Re: [PATCH v2 0/6] Harden userfaultfd

From: Daniel Colascione
Date: Wed Feb 12 2020 - 12:12:42 EST


Thanks for taking a look and for the fast reply!

On Tue, Feb 11, 2020 at 11:51 PM Kees Cook <keescook@xxxxxxxxxxxx> wrote:
>
> Hi!
>
> Firstly, thanks for working on this! It's been on my TODO list for a
> while. :)
>
> Casey already recommended including the LSM list to CC (since this is a
> new LSM -- there are many LSMs). Additionally, the series should
> probably be sent _to_ the userfaultfd maintainers:
> Andrea Arcangeli <aarcange@xxxxxxxxxx>
> Mike Rapoport <rppt@xxxxxxxxxxxxx>
> and I'd also CC a couple other people that have done recent work:
> Peter Xu <peterx@xxxxxxxxxx>
> Jann Horn <jannh@xxxxxxxxxx>
>
> More notes below...

In general, in the event that a patch series doesn't include all
needed parties on the to-line, what's the right way to fix the
situation without spamming everyone and forking the thread? In this
case, since I'm splitting the patch series anyway, I can just expand
the to-line in the reroll.

> On Tue, Feb 11, 2020 at 02:55:41PM -0800, Daniel Colascione wrote:
> > Userfaultfd in unprivileged contexts could be potentially very
> > useful. We'd like to harden userfaultfd to make such unprivileged use
> > less risky. This patch series allows SELinux to manage userfaultfd
> > file descriptors and allows administrators to limit userfaultfd to
> > servicing user-mode faults, increasing the difficulty of using
> > userfaultfd in exploit chains invoking delaying kernel faults.
>
> I actually think these are two very different goals and likely the
> series could be split into two for them. One is LSM hooking of
> userfaultfd and the SELinux attachment, and the other is the user-mode
> fault restrictions. And they would likely go via separate trees (LSM
> through James's LSM tree, and probably akpm's -mm tree for the sysctl).
>
> > A new anon_inodes interface allows callers to opt into SELinux
> > management of anonymous file objects. In this mode, anon_inodes
> > creates new ephemeral inodes for anonymous file objects instead of
> > reusing a singleton dummy inode. A new LSM hook gives security modules
> > an opportunity to configure and veto these ephemeral inodes.
> >
> > Existing anon_inodes users must opt into the new functionality.
> >
> > Daniel Colascione (6):
> > Add a new flags-accepting interface for anonymous inodes
> > Add a concept of a "secure" anonymous file
> > Teach SELinux about a new userfaultfd class
> > Wire UFFD up to SELinux
>
> The above is the first "series"... I don't have much opinion about it,
> though I do like the idea of making userfaultfd visible to the LSM.

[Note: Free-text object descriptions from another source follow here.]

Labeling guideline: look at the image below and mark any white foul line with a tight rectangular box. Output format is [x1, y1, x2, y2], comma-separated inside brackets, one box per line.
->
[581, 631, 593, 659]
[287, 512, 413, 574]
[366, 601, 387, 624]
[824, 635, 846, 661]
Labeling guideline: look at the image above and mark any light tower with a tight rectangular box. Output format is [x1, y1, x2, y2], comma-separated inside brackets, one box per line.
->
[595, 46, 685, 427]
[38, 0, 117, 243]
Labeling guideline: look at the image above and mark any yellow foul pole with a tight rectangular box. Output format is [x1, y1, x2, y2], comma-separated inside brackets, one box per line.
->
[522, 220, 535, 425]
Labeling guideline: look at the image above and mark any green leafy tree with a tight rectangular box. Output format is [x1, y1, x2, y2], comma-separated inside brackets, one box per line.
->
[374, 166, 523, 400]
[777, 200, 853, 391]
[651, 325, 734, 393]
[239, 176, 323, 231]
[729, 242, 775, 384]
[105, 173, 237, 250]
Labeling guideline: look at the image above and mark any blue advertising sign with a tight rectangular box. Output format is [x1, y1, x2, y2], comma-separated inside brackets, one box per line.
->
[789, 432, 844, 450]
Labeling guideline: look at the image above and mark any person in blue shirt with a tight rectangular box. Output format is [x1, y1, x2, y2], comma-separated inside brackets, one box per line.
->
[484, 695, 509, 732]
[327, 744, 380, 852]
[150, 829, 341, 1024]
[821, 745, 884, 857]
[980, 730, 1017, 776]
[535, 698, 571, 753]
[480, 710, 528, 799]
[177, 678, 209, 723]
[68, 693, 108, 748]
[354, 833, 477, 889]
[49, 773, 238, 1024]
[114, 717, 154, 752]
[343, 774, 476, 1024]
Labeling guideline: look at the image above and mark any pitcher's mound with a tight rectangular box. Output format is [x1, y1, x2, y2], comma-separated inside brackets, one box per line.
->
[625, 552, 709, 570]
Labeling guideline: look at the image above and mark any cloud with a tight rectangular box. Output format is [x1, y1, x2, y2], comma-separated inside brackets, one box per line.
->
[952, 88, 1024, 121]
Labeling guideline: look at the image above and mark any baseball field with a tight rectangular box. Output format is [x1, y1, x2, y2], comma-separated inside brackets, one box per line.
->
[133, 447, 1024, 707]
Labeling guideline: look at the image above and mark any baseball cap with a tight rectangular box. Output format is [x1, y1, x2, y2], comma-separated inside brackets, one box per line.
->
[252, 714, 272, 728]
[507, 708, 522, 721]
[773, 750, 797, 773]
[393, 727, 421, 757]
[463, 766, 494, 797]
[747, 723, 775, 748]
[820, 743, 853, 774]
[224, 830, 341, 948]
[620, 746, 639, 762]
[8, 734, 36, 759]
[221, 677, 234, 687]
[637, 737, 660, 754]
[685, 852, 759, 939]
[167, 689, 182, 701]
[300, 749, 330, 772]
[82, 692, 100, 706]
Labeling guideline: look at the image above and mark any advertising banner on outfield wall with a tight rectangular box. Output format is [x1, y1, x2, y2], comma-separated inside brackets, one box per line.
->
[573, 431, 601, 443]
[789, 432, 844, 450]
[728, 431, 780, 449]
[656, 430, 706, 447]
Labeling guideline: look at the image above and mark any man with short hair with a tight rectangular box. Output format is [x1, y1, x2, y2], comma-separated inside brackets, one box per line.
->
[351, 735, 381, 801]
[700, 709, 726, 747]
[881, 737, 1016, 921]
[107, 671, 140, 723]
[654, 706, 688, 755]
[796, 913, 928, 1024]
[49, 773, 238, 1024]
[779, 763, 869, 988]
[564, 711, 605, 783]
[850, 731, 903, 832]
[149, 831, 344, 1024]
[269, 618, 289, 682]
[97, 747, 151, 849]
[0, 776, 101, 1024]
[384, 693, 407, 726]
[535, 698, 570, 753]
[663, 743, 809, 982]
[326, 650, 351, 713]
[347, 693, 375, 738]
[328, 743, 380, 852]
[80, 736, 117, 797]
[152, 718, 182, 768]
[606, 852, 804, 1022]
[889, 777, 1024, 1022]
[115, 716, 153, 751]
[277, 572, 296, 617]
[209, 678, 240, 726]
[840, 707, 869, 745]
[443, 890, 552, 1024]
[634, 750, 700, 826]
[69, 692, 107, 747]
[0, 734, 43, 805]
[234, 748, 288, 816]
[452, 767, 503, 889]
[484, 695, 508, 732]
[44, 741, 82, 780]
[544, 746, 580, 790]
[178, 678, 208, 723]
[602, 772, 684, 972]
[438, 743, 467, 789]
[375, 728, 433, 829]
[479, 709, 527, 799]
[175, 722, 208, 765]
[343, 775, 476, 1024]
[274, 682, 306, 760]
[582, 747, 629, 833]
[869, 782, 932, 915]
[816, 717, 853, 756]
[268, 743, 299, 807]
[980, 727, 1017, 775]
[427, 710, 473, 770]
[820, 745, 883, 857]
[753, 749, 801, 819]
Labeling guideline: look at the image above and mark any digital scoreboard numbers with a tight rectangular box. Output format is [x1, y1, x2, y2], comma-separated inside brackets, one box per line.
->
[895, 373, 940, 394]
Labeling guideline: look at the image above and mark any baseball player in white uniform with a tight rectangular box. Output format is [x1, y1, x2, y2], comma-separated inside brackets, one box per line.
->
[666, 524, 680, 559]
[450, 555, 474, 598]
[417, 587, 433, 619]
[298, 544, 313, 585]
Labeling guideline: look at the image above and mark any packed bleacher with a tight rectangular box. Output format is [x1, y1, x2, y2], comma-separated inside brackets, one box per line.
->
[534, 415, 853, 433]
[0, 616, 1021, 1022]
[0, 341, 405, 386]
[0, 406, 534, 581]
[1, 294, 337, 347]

Yeah. The interesting part there is the anon_inodes API change. I'll
split that half of the series out.

> > Let userfaultfd opt out of handling kernel-mode faults
> > Add a new sysctl for limiting userfaultfd to user mode faults
>
> Now this I'm very interested in. Can you go into more detail about two
> things:
>
> - What is the threat being solved? (I understand the threat, but detailing
> it in the commit log is important for people who don't know it. Existing
> commit cefdca0a86be517bc390fc4541e3674b8e7803b0 gets into some of the
> details already, but I'd like to see reference to external sources like
> https://duasynt.com/blog/linux-kernel-heap-spray)

Sure. I can add a reference to that and a more general discussion of
how delaying kernel fault handling can broaden race windows for other
exploits.

> - Why is this needed in addition to the existing vm.unprivileged_userfaultfd
> sysctl? (And should this maybe just be another setting for that
> sysctl, like "2"?)

We want to use UFFD for a new garbage collector in Android, and we
want unprivileged processes to be able to use this new garbage
collector. Giving them CAP_SYS_PTRACE is dangerous.

> As to the mechanics of the change, I'm not sure I like the idea of adding
> a UAPI flag for this. Why not just retain the permission check done at
> open() and if kernelmode faults aren't allowed, ignore them? This would
> require no changes to existing programs and gains the desired defense.

As Jann mentions below, it's a matter of the kernel's contractual
obligation to userspace. Right now, userfaultfd(2) either succeeds or
it fails with one of the enumerated error codes. You're proposing
having the userfaultfd(2) succeed but return a file descriptor that
doesn't do the job the kernel promised it would do. If we were to
adopt your proposal, an application would see UFFD succeed, then see
unexpeced EFAULTs from system calls, which would probably cause the
application to malfunctioning in exciting ways. An explicit "sorry, I
can't do that" error code is better: an application that gets an error
code from userfaultfd(2) can fall back to something else, but an
application that silently gets an underfeatured UFFD doesn't know
anything is wrong until it's too late. The additional flag preserves
the UFFD contract and gives applications a way to probe for feature
support.

> (And, I think, the sysctl value could be bumped to "2" as that's a
> better default state -- does qemu actually need kernelmode traps?)

I prefer a default of one for regular systems because I don't want to
make experimentation with novel ways to use UFFD more difficult, and a
default of two would require users go out of their way to handle user
faults, and few will. For a more constrained system like Android, two
is fine.